Jack Delaney podía hablar así a su jefe porque eran bastante amigos, porque era su cuñado -estaba casado con su hermana Raejeanne- y porque la madre de Jack vivía con ellos parte del año, los cuatro o cinco meses que pasaban al otro lado del lago, en Bay St. Louis, en Misisipí.
Leo era el último representante de Mullen e Hijos, Funeraria. Era el nieto cincuentón del fundador, había trabajado para su padre y para un tío, y ahora era el dueño, el final de la rama familiar. Dentro de diez años vendería el negocio y se retiraría a la bahía, a tender redes para capturar cangrejos y leer novelas históricas. Hasta entonces parecería triste, ofrecería palabras de consuelo, dirigiría rosarios si hiciera falta y nunca se escaparía a tomarse una copa en el piso de arriba mientras no se hubiesen retirado los familiares. Hubo clientes que creyeron que era el tío de Jack. En una ocasión, en el Mandina, Jack le había dicho a Leo:
– Nunca tendrías que haberte dedicado al negocio de las pompas fúnebres.
– Y tú que lo digas -había contestado Leo.
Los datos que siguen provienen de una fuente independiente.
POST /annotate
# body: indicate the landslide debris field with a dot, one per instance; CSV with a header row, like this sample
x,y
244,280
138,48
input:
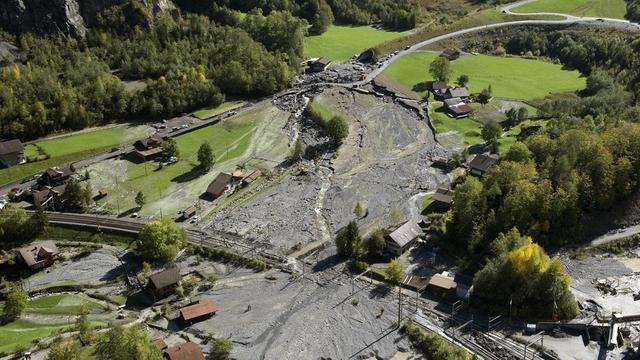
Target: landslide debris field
x,y
382,163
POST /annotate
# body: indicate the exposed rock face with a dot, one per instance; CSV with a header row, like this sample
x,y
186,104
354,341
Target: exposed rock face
x,y
60,16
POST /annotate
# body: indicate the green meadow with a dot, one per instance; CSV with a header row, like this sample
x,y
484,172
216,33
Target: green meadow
x,y
340,43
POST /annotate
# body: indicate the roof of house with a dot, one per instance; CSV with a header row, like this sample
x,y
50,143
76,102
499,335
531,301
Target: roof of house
x,y
165,278
439,85
201,308
252,177
406,233
442,282
461,109
11,146
323,61
219,184
458,92
443,195
34,253
159,343
482,162
186,351
55,172
450,52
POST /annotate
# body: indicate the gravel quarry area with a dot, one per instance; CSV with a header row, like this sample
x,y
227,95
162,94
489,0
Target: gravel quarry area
x,y
382,164
296,319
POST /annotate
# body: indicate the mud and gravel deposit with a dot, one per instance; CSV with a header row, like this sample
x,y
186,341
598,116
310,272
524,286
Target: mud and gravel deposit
x,y
291,319
382,163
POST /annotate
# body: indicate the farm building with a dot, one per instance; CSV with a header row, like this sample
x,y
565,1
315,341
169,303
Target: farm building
x,y
442,285
480,163
439,88
198,311
442,199
403,237
457,108
11,152
219,185
49,197
450,54
186,351
457,92
38,255
320,64
164,282
55,176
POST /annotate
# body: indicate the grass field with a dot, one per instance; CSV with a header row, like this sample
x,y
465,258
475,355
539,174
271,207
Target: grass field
x,y
22,333
63,304
509,77
479,18
71,148
340,43
595,8
229,139
211,112
467,128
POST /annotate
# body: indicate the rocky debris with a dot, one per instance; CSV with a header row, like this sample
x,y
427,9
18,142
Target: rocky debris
x,y
70,17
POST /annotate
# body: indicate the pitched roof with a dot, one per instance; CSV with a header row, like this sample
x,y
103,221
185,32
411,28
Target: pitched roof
x,y
186,351
482,162
165,278
201,308
323,61
442,282
35,252
443,195
252,177
458,92
406,233
11,146
219,184
159,343
439,85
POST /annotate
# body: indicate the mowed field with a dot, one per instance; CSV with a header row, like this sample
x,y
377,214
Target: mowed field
x,y
340,43
509,77
595,8
68,149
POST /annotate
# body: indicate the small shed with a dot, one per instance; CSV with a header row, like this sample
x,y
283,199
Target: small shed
x,y
11,152
163,283
219,185
320,64
186,351
248,180
38,255
481,163
403,237
442,199
450,54
442,285
198,311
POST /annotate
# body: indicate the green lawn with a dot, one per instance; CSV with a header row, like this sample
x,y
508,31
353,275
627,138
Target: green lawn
x,y
211,112
22,333
229,139
467,128
63,304
594,8
71,148
509,77
340,43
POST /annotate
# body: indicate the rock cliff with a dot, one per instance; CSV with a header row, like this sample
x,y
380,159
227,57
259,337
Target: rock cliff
x,y
61,16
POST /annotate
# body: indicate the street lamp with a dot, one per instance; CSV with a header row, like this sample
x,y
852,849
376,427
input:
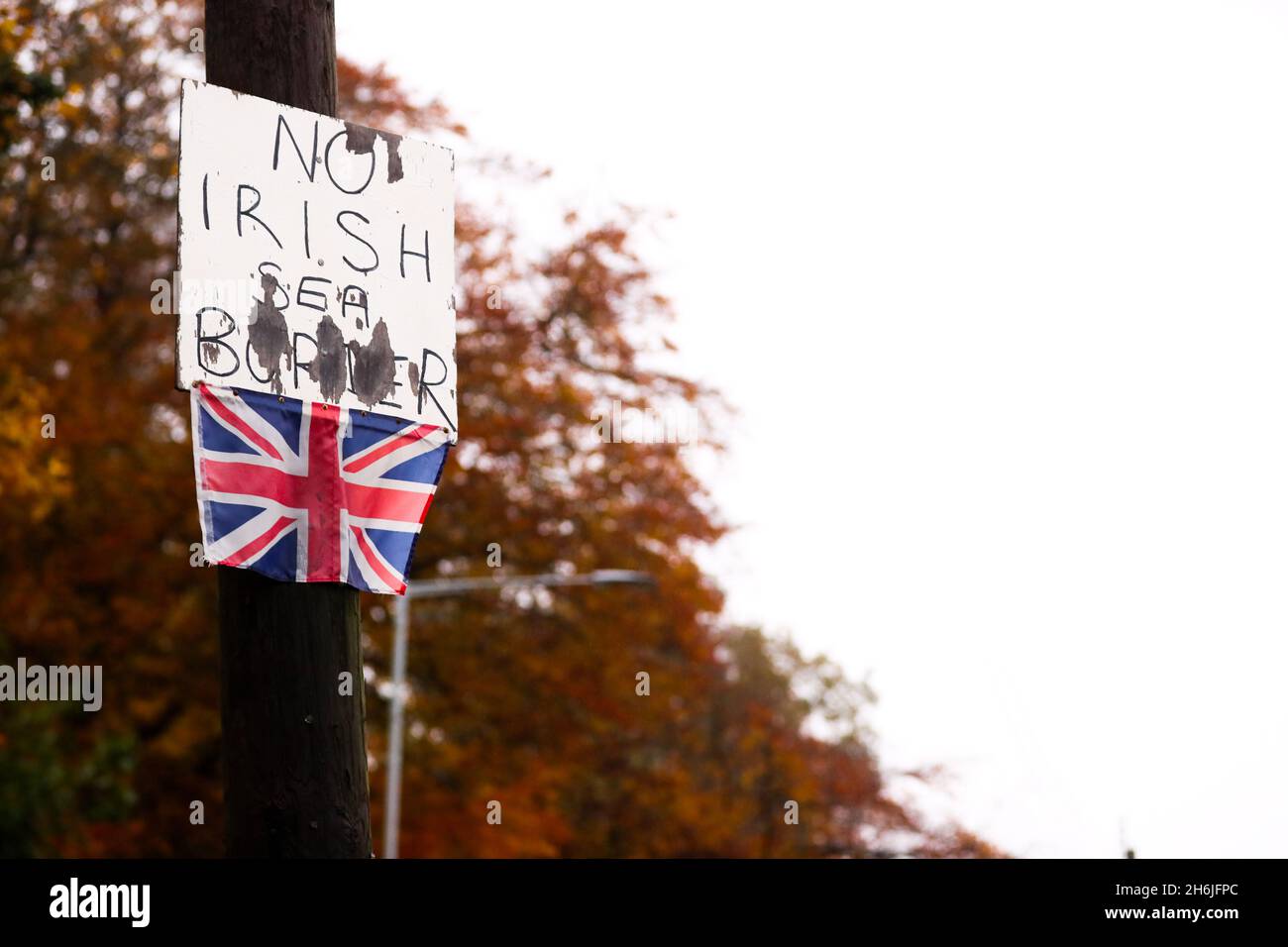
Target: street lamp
x,y
443,587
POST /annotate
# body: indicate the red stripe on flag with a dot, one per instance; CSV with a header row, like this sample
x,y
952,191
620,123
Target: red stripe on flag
x,y
246,431
417,433
387,578
262,541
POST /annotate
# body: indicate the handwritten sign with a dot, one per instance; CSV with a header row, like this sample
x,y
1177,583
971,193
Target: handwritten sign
x,y
316,258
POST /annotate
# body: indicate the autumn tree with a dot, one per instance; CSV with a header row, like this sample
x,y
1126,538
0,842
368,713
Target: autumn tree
x,y
595,722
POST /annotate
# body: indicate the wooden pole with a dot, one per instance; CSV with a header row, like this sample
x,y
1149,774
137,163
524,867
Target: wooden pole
x,y
295,759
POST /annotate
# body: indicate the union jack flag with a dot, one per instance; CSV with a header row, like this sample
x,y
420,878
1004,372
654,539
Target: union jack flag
x,y
312,492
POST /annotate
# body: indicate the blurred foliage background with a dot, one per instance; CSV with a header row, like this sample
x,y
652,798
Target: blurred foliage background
x,y
526,698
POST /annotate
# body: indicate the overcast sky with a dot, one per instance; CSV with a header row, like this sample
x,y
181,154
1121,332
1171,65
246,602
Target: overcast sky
x,y
1000,291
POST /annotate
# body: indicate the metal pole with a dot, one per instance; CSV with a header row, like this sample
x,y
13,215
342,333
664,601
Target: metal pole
x,y
442,587
397,698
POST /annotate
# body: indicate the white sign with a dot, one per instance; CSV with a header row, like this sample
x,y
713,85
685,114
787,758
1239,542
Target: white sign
x,y
316,258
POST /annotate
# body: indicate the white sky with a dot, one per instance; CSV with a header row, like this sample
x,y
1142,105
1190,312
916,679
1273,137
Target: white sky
x,y
1000,291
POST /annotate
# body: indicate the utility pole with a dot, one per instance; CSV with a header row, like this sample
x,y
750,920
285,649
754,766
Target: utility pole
x,y
294,749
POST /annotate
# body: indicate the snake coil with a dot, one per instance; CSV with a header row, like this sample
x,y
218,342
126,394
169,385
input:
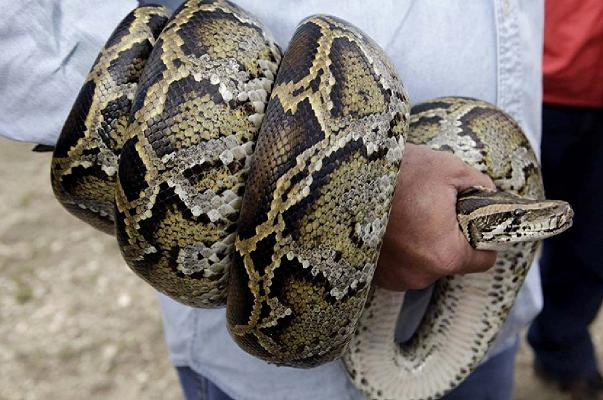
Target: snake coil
x,y
233,174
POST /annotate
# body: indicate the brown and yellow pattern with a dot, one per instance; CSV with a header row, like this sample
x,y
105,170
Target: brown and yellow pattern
x,y
318,196
466,311
86,156
213,189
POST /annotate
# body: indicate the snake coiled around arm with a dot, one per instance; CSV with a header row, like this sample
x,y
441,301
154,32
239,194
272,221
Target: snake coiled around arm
x,y
233,174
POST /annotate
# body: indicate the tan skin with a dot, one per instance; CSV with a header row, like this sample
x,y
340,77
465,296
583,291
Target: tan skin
x,y
423,241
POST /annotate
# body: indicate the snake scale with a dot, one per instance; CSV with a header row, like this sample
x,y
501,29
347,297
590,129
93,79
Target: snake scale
x,y
234,174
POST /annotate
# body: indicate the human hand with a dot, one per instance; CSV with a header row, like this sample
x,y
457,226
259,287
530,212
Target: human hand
x,y
423,241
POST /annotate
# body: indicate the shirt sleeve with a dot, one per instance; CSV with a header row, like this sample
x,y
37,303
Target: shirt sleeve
x,y
48,47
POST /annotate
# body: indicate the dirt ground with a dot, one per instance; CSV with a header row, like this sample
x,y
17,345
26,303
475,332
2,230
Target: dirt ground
x,y
74,321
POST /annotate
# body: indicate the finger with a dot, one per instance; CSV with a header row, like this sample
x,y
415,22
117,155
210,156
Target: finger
x,y
470,176
479,260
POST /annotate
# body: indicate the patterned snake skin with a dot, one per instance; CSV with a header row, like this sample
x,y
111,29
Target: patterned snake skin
x,y
212,189
465,311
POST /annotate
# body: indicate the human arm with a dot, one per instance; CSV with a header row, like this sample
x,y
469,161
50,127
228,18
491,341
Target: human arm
x,y
423,241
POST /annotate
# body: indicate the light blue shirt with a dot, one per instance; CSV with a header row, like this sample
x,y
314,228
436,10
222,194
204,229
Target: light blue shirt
x,y
488,49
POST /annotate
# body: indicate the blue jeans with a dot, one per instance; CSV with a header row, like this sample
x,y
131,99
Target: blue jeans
x,y
571,266
493,380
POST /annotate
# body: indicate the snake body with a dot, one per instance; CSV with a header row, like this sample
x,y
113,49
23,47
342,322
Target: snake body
x,y
278,207
466,311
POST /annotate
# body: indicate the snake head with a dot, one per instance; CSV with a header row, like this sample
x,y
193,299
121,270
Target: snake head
x,y
495,220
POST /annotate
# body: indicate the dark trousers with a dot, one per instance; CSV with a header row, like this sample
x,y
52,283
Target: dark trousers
x,y
571,263
492,380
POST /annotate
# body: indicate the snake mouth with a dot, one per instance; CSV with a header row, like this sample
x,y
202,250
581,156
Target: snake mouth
x,y
527,231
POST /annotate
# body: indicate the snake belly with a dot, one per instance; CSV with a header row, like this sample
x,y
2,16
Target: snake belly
x,y
318,196
466,311
164,158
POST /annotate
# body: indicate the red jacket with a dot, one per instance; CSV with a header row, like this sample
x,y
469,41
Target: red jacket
x,y
573,53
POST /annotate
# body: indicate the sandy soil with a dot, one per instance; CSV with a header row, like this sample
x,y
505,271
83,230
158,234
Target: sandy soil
x,y
74,321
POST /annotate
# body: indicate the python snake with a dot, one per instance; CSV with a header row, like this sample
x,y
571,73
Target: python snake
x,y
232,174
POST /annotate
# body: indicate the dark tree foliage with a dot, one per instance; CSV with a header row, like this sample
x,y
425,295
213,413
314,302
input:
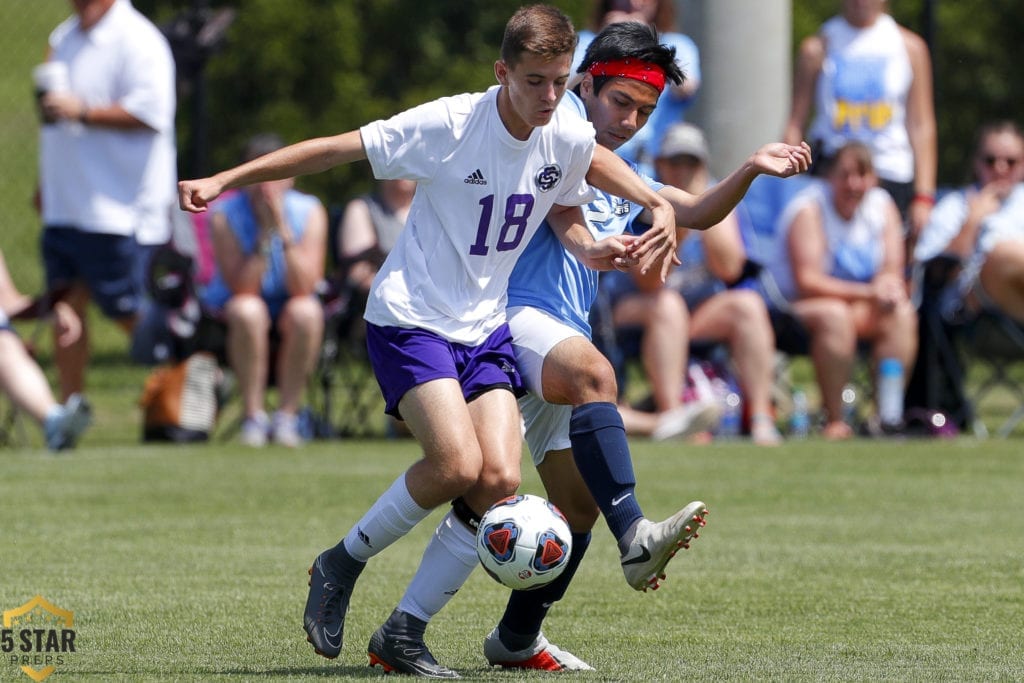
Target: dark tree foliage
x,y
307,68
311,68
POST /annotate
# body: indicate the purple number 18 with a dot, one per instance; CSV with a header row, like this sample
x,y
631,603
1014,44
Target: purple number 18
x,y
517,210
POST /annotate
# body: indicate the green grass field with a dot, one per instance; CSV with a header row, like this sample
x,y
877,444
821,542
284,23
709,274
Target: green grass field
x,y
870,560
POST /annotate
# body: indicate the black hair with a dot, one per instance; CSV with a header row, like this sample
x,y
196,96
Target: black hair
x,y
631,40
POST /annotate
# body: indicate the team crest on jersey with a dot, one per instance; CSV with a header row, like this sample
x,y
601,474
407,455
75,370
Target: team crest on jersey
x,y
548,177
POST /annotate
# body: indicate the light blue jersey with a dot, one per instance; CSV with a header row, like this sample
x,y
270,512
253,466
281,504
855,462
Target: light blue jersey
x,y
549,278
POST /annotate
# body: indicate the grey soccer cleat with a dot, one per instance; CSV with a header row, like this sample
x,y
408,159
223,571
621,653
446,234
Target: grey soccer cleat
x,y
404,655
327,604
656,543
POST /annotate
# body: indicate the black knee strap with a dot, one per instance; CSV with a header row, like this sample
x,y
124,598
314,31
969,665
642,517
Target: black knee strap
x,y
465,514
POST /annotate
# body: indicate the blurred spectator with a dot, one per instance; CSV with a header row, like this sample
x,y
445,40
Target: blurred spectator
x,y
695,304
840,259
269,242
107,164
23,380
868,79
675,99
982,224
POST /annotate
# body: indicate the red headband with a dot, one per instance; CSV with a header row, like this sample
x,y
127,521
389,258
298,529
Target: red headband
x,y
645,72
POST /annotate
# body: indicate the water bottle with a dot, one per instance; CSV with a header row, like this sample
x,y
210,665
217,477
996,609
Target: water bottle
x,y
800,420
890,389
850,404
730,424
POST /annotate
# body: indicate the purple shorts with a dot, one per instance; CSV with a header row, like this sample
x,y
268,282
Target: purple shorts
x,y
404,357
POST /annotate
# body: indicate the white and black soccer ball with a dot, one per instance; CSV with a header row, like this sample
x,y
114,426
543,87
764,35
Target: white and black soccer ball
x,y
523,542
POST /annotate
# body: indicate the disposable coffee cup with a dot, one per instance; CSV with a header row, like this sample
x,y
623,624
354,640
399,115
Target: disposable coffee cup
x,y
49,77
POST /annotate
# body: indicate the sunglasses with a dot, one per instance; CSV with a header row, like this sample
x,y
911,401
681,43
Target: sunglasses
x,y
991,160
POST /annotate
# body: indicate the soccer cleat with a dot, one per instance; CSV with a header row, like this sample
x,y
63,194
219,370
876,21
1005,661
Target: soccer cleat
x,y
404,655
541,654
326,607
656,543
68,424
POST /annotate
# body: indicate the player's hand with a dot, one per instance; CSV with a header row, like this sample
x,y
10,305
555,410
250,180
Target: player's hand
x,y
782,160
656,249
610,253
196,196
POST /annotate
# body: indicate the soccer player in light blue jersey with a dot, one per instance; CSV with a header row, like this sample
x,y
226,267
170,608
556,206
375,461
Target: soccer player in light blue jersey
x,y
492,169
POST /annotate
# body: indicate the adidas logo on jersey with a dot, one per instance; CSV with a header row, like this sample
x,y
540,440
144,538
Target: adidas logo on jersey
x,y
475,178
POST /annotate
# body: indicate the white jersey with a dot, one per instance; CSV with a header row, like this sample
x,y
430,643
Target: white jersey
x,y
480,197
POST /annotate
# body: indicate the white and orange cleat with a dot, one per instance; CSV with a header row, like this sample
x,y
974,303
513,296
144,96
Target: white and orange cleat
x,y
656,543
542,655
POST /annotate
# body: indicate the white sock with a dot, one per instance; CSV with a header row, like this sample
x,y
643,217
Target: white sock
x,y
388,519
446,563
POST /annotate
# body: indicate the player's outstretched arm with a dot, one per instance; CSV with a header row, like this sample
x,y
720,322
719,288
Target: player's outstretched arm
x,y
656,249
300,159
607,254
708,209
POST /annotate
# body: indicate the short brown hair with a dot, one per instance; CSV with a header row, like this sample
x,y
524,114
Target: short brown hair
x,y
540,30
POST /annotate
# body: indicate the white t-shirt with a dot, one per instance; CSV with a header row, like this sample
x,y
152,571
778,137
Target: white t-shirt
x,y
107,179
854,249
480,197
862,92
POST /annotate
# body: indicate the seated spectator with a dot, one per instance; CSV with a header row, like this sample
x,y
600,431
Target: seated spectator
x,y
20,377
840,260
695,304
269,242
982,224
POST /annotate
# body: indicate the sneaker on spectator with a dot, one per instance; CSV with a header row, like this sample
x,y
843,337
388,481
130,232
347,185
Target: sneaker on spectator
x,y
254,430
285,430
690,418
67,424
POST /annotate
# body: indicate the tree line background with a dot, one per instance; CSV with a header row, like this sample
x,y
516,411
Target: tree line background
x,y
306,68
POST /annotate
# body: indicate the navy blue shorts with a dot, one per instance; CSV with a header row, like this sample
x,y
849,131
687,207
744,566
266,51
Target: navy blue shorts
x,y
404,357
104,262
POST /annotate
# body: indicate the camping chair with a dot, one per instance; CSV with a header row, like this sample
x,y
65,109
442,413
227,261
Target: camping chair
x,y
994,343
344,394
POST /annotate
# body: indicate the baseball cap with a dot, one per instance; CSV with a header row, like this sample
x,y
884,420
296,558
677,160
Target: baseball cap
x,y
684,138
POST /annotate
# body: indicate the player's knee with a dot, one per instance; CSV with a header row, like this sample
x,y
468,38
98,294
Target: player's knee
x,y
596,383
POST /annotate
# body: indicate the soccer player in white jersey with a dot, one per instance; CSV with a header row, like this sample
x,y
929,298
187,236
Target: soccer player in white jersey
x,y
573,429
489,168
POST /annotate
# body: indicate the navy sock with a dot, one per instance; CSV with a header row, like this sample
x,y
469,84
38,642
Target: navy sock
x,y
526,609
602,456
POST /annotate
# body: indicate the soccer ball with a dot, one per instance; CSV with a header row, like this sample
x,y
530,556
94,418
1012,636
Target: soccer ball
x,y
523,542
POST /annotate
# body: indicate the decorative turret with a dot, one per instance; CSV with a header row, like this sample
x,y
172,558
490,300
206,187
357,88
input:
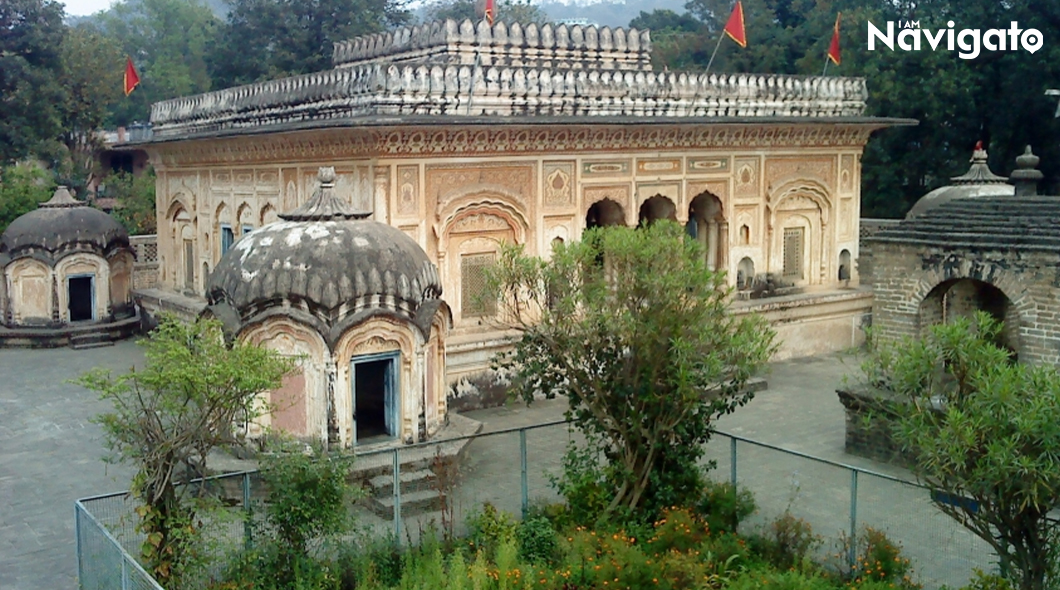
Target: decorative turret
x,y
1025,176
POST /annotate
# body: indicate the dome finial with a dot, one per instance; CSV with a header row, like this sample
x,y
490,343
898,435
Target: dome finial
x,y
324,204
978,173
1025,176
62,198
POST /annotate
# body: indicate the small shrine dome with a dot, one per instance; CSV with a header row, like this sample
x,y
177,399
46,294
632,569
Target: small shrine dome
x,y
358,302
978,181
68,276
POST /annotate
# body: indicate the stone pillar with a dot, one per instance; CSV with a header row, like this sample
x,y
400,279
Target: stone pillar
x,y
712,245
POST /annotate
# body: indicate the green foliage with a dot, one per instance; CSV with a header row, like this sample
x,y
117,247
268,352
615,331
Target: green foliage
x,y
642,346
168,417
265,39
169,43
21,190
877,558
983,431
537,540
489,528
724,506
789,542
136,200
308,498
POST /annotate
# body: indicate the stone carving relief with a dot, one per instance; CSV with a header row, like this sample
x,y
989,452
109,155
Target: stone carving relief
x,y
559,181
327,145
480,222
648,166
617,193
707,164
847,174
746,177
408,190
779,170
445,182
611,167
716,188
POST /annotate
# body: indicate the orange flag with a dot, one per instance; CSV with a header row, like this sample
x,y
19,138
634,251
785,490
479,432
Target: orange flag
x,y
833,48
131,78
735,27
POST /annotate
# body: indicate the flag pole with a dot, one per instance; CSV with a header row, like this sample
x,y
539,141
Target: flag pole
x,y
720,39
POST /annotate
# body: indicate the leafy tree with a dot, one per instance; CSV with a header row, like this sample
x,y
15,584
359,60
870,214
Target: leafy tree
x,y
31,72
136,200
92,81
984,433
508,11
634,329
265,39
168,41
21,189
171,414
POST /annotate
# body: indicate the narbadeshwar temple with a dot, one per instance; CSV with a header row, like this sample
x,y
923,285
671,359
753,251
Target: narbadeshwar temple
x,y
441,142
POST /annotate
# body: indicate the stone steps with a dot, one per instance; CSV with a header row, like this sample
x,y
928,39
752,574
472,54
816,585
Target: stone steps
x,y
94,340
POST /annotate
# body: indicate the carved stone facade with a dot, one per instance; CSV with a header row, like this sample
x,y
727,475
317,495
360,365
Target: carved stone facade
x,y
464,137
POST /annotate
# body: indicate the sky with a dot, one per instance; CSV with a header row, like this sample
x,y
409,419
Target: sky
x,y
82,7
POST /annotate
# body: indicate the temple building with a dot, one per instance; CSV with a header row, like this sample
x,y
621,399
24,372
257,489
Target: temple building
x,y
357,304
464,136
67,272
985,243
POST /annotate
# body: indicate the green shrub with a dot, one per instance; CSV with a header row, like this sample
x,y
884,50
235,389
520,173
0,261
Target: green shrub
x,y
724,506
489,528
770,579
788,542
537,540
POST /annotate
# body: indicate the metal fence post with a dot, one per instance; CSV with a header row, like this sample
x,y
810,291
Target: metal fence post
x,y
247,538
732,461
852,550
524,482
396,474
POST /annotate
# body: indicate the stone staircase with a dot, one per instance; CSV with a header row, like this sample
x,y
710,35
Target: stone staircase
x,y
90,340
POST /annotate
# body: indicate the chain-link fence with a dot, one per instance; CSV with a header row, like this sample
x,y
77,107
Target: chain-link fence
x,y
437,485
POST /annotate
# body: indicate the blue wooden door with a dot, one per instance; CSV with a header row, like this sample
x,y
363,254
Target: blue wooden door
x,y
389,399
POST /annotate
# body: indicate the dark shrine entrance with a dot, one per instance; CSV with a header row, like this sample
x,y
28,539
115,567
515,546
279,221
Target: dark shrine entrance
x,y
374,397
80,298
Jack Delaney tenía ya cuarenta años, pero parecía más joven. Su madre decía siempre que era su chico bueno, o su niño guapo. Nunca mencionaba Angola, la penitenciaría del estado de Louisiana donde su niño había cumplido treinta y cinco meses de condena, trabajando en los campos de algodón y soja y rastrillando la maleza. Jack le había dicho a su mami que había traído con él lodo del Misisipí al salir. Su mami tenía siete fotos suyas enmarcadas, algunas de cuando hizo de modelo para la Maison Blanche. Tenía también una foto de Raejeanne, la orla del día de su graduación en la Dominican. A las chicas les encantaba el cabello alborotado de Jack, su enjuta constitución y su sonrisa de buen chico. Exclamaban «¡Oh guau!» cuando les contaba que había sido modelo, principalmente de ropa deportiva. Y decían «Oh, Dios mío», si les contaba que había estado en la cárcel. Arrugaban la nariz, pensando qué habría hecho aquel tipo tan mono para que lo enviaran a la cárcel. Él les decía que era una historia muy larga, pero que, bueno, en otro tiempo había sido ladrón de joyas. Ellas se empeñaban en conocer la historia y él les refería en voz baja las situaciones más escabrosas, pues había aprendido que a algunas chicas les excitaban los ex presidiarios decentes.
Cuando estuvo en la prisión de seguridad media de Angola, quien más hizo por él fue Leo. Habló con las personas adecuadas de Baton Rouge y les explicó que su cuñado era un poco salvaje, inmaduro. Claro, se creía el número uno, el sueño de todas las mujeres. Leo les explicó que Jack era inteligente, pero que durante la infancia le había faltado la disciplina necesaria, pues su padre había muerto en Honduras, cuando trabajaba para la United Fruit y Jack estaba en noveno curso, con los jesuitas. Había sido el tipo de niño que lleva dentro al diablo. Por ejemplo, se iba a Manchac, cazaba serpientes y las soltaba en las piscinas de los clubes. Pero no de las venenosas. Leo dijo a aquellas personas de Baton Rouge que le daría a Jack un trabajo que brindaba advertencias diarias acerca de la realidad de la vida y sobre sus consecuencias, lo que le pondría en el buen camino. Eso después de que Jack pasara algún tiempo de rehabilitación, tres años menos un mes, en vez de los entre cinco y veinticinco que señalaba la sentencia.